Hm...your explanation is a little more understandable to me than Cisco Qid's (not that I am disparaging Cisco's - it was just a little over my head. Thanks to both of you for your answers - clearly both of you know vastly more physics than I). I think I might *almost *understand it.

Case A: Single car hits immovable wall at 50mph = 50mph worth of damage absorbed by one car.

Case B: Single car hits stationary car at 50 mph = 50mph worth of damage absorbed by

*two* cars.

Case C: Single car hits stationary car at 100 mph = 100mph worth of damage absorbed by

*two* cars.

Case D: Two cars hit each other head on at 50mph each (combined closing speed of 100mph) = 100mph worth of damage absorbed by

*two* cars.

Case B will obviously involve less damage to the moving car than A. Case C should be the same damage per car as in A, with twice the momentum but also twice the material (two cars) absorbing the impact. Case D is exactly the same as C, only described from a different frame of reference, so should be the same damage per car as both C and A.

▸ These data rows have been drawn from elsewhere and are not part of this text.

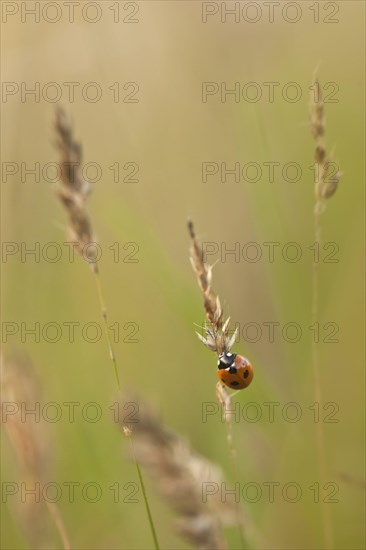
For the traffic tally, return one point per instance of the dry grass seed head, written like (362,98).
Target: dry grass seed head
(20,392)
(180,474)
(325,184)
(74,189)
(217,337)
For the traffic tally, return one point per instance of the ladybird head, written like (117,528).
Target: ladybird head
(226,360)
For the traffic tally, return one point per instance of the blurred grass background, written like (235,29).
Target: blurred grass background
(169,133)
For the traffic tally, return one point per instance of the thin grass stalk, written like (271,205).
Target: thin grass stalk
(217,339)
(128,433)
(324,190)
(73,193)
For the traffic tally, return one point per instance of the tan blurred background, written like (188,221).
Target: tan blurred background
(169,133)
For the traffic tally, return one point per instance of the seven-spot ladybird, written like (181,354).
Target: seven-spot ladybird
(235,371)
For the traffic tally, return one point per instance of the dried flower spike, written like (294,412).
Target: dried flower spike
(74,189)
(217,336)
(20,392)
(181,477)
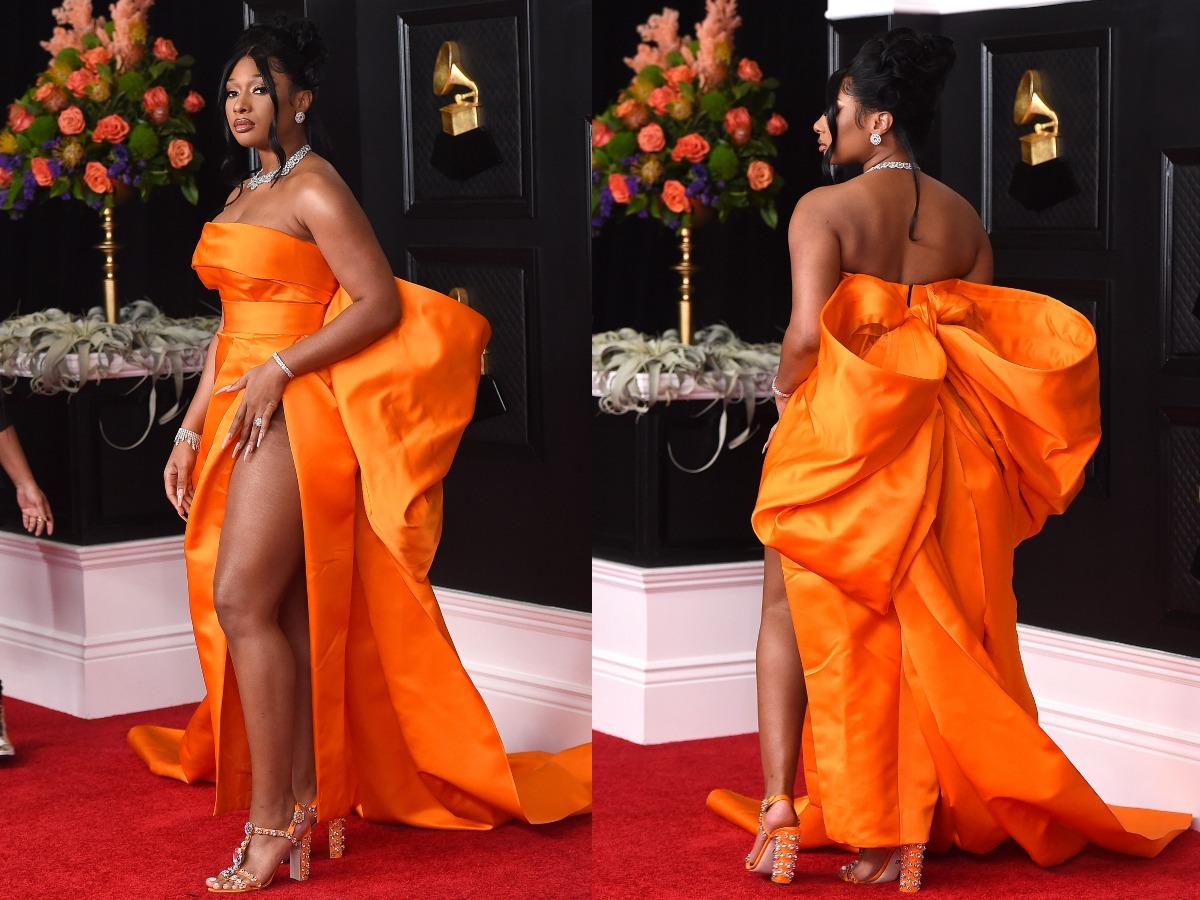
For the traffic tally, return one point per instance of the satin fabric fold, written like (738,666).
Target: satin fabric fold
(928,443)
(401,733)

That was my initial reasoning, but this is obviously wrong. Hitting a wall at 50 is far more than twice as bad as hitting the same wall at 25. It's not momentum (m x v) that determines damage, but rather the kinetic energy (m x v^2). So double the speed is a lot more than just double the damage. It's exponential. So Case B is half the damage (per car) as A (same energy, but two cars to absorb it), while case C will be more damage per car than A (two cars absorbing the impact, but much more than twice the energy). And Case D remains the same as Case C.

So I think the answer to your question is neither. The damage per car in the head-on crash of Case D will be twice that of hitting an immovable wall at the same speed (of 50mph), yet still only half the damage of hitting an immovable wall at twice the speed (i.e. 100mph).